Las taquicardias por ansiedad no desaparecerán completamente hasta que aprendamos como controlar la ansiedad el ataque de ansiedad, pero antes podemos reducirlas de manera muy considerable siguiendo estos sencillos pasos:

  1. Obsérvate y recuerda que estabas pensando o haciendo. Lo más seguro es que descubras que hay algo que te intranquiliza; pensamientos negativos, situaciones incómodas, te sientes atacado o simplemente acabas de ver una película u oír una canción muy intensa. Graba este posible detonante para un análisis cuando estés tranquilo y deja de pensar en ello.

  2. Dite a ti mismo que, pese a lo real que se está mostrando, tu sabes que es un síntoma de la ansiedad, que no estas padeciendo ningún ataque al corazón.

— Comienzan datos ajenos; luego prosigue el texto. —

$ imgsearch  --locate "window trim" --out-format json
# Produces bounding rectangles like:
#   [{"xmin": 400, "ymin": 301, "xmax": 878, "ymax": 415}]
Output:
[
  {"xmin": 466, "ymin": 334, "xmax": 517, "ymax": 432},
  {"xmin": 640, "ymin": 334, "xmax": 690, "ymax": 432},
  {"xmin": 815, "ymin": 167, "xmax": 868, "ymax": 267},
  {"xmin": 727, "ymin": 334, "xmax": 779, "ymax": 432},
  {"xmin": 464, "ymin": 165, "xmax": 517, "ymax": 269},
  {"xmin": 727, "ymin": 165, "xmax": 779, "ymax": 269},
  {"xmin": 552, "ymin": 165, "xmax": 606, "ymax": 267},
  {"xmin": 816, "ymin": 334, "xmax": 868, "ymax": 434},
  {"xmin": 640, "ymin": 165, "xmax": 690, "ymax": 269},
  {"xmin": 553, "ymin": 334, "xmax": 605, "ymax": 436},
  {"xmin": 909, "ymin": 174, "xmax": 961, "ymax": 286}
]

  3. Demuéstrate que realmente no estas sufriendo ningún ataque al corazón.
    Para ello debes centrarte en tu respiración, en mantener una respiración profunda y rítmica. Una respiración en la que debes ser consciente de que estas respirando, fijando tu atención en como entra y sale el aire, una respiración en la que oxigenemos nuestro cuerpo sin llegar a hiperventilarnos.
    Cuando hayamos alcanzado el ritmo de respiración debemos centrar nuestra mente en otra cosa, distraer nuestra atención de nuestro corazón. Recordar una película que hayamos visto y nos resulte agradable, preparar una conversación que debes mantener, repasar las tablas de multiplicar, etc. Ocupar la mente en algo distinto y no prestar atención a cómo late nuestro corazón. (Si estás acompañado, no te aísles y busca la conversación con la persona que te acompaña, invítala a tomar algo, descéntrate).

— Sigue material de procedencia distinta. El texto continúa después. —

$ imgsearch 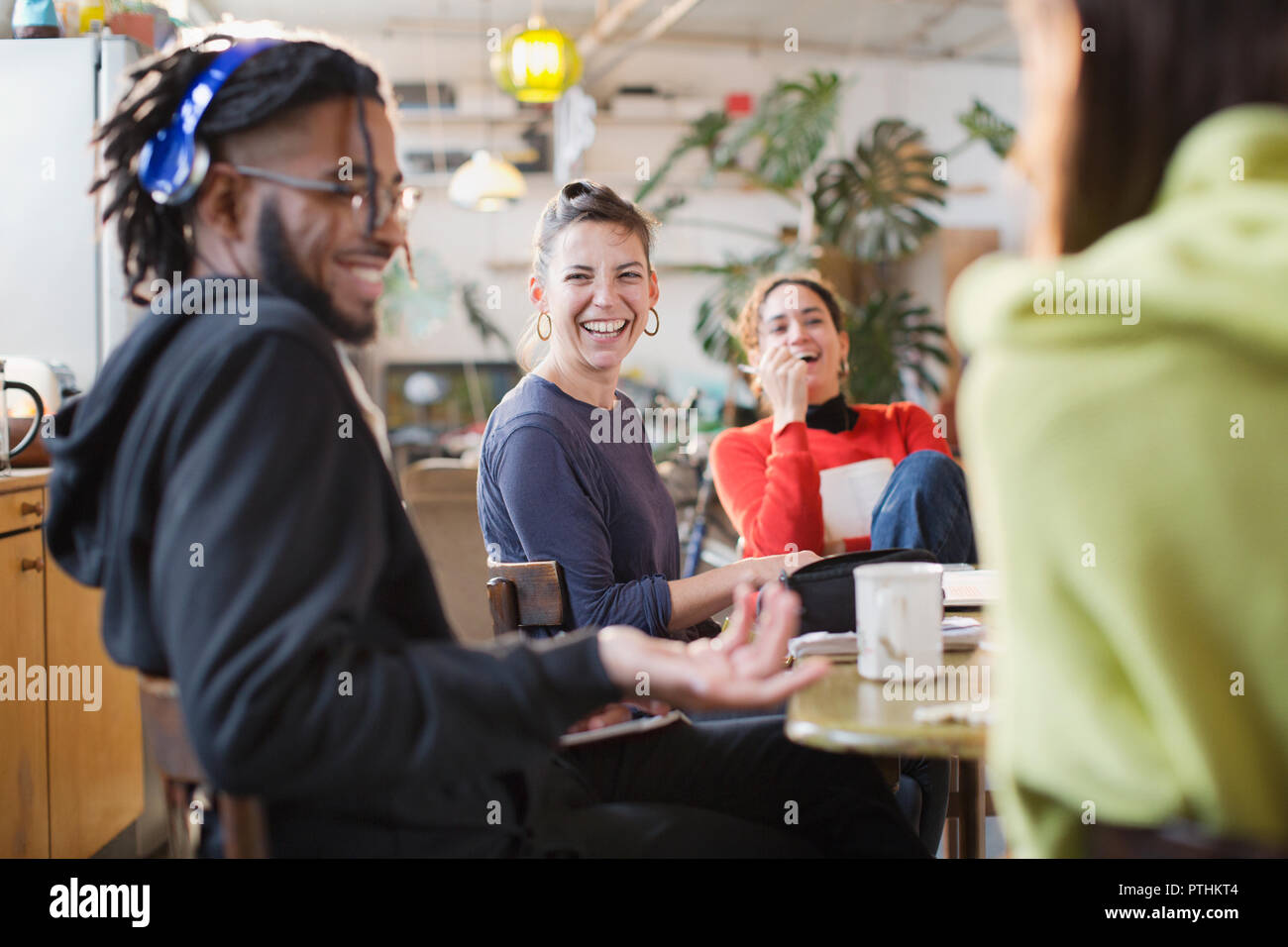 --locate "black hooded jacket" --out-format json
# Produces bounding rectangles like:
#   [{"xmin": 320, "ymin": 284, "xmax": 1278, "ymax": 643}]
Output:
[{"xmin": 47, "ymin": 288, "xmax": 618, "ymax": 854}]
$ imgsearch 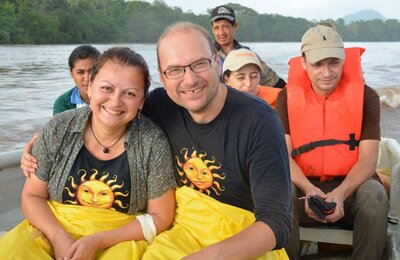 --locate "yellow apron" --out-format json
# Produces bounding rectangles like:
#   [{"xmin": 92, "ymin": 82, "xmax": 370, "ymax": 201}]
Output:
[
  {"xmin": 142, "ymin": 186, "xmax": 289, "ymax": 260},
  {"xmin": 0, "ymin": 201, "xmax": 147, "ymax": 260}
]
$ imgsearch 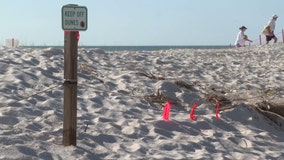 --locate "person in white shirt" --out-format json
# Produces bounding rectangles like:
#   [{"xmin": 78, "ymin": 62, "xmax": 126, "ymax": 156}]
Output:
[
  {"xmin": 266, "ymin": 14, "xmax": 278, "ymax": 44},
  {"xmin": 235, "ymin": 26, "xmax": 252, "ymax": 47}
]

  4. Sin que apenas te des cuenta, tu ritmo cardiaco volverá a la normalidad, tu corazón recuperará la calma, con lo que tendrás dos puntos muy importantes:

    • No padeces de ningún ataque al corazón, pues este no se habría parado.

    • Sabes que, ante un nuevo episodio de taquicardias por ansiedad, tienes herramientas para recuperarte de manera rápida.



La ansiedad, pese a ser una alteración mental, produce muchos síntomas físicos. Síntomas muy reales y uno de los más preocupantes y frecuentes es el de las Taquicardias y Palpitaciones por ansiedad. Descartado el que realmente tengamos un problema de corazón, podemos y debemos aprender que somos capaces de controlarla de una manera fácil que, cuanto mayor control tengamos sobre ella, será además más rápida.